1. face / feɪs / (v.) – to be confronted with something
Example: The company is facing a financial crisis.

2. on record / ˈɒnˌrɛk ərd / (idiom) – according to recorded data
Example: The city’s new skyscraper is its tallest on record.

3. cite / saɪt / (v.) – to mention something
Example: The mayor cited the fast response of the police as the main reason for the operation’s success.

4. allocate / ˈæl əˌkeɪt / (v.) – to set aside for a certain use
Example: The government allocated $3 million for education this year.

5. child-rearing / tʃaɪld rɪər ɪŋ / (n.) – the process of raising children
Example: Special courses on child-rearing must be given to new parents.


Read the text below.
Japan faced another drop in its birth rate last year, according to the country’s latest population survey.

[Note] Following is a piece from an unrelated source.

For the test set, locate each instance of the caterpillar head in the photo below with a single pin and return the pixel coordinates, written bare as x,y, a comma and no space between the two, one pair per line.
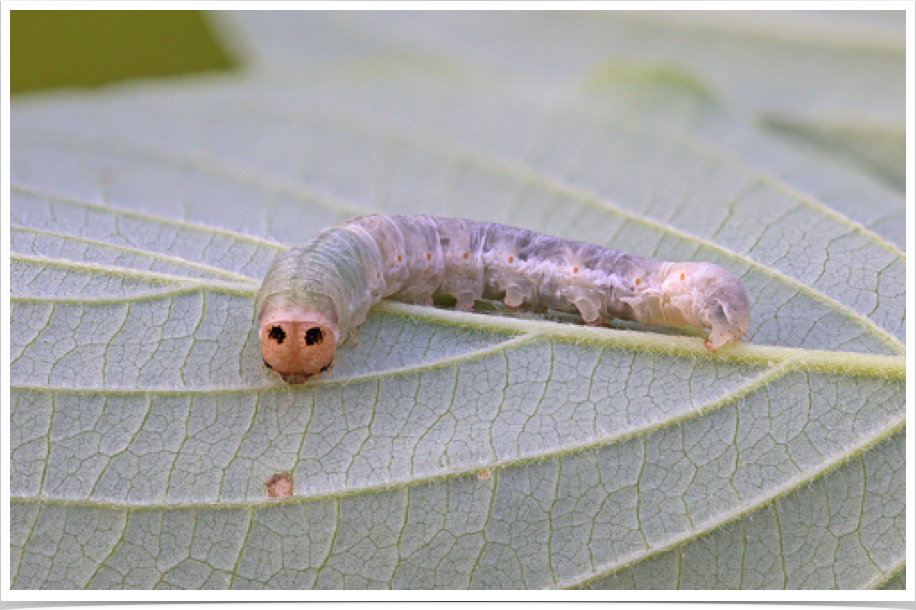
297,345
711,297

The Health, Labor, and Welfare Ministry of Japan announced that in 2016, the country experienced another drop in its annual birth rate for the 10th consecutive year. The ministry recorded less than a million births by the end of 2016. Records show that the number is the lowest on record since the government started documenting births in 1899.

Authorities cite the country’s aging population as one of the major reasons for the decline. Records show that there are 20% less women aged 20 to 30 years old at present compared to a decade ago. In addition to this, the average number of children that women choose to have remains low.

Another key cause cited by authorities is the high cost of raising children in the country. Despite great efforts put forth by the government in supporting families and encouraging couples to have more children, some families still struggle due to the economic challenges that the country has been facing in recent years. To solve this problem, the government is allocating budget for child-rearing support this year.

The government plans to increase the wages of childcare workers and long-term nursery workers to support the country’s childcare industry. Childcare facilities will also be expanded to accommodate more children, and mothers may also be given longer maternity leave if childcare centers are unavailable.

Viewpoint Discussion

Enjoy a discussion with your tutor.  

Discussion A

·         Aside from those mentioned in the article, what are the other factors that affect a country’s birth rate?
·         Do you think that the government’s initiatives to encourage people to have children will work? Why or why not?

Discussion B

·         In addition to those mentioned in the article, what are other possible projects that the government can work on to improve child care?
·         Aside from government efforts, what can private sectors do to support child-rearing?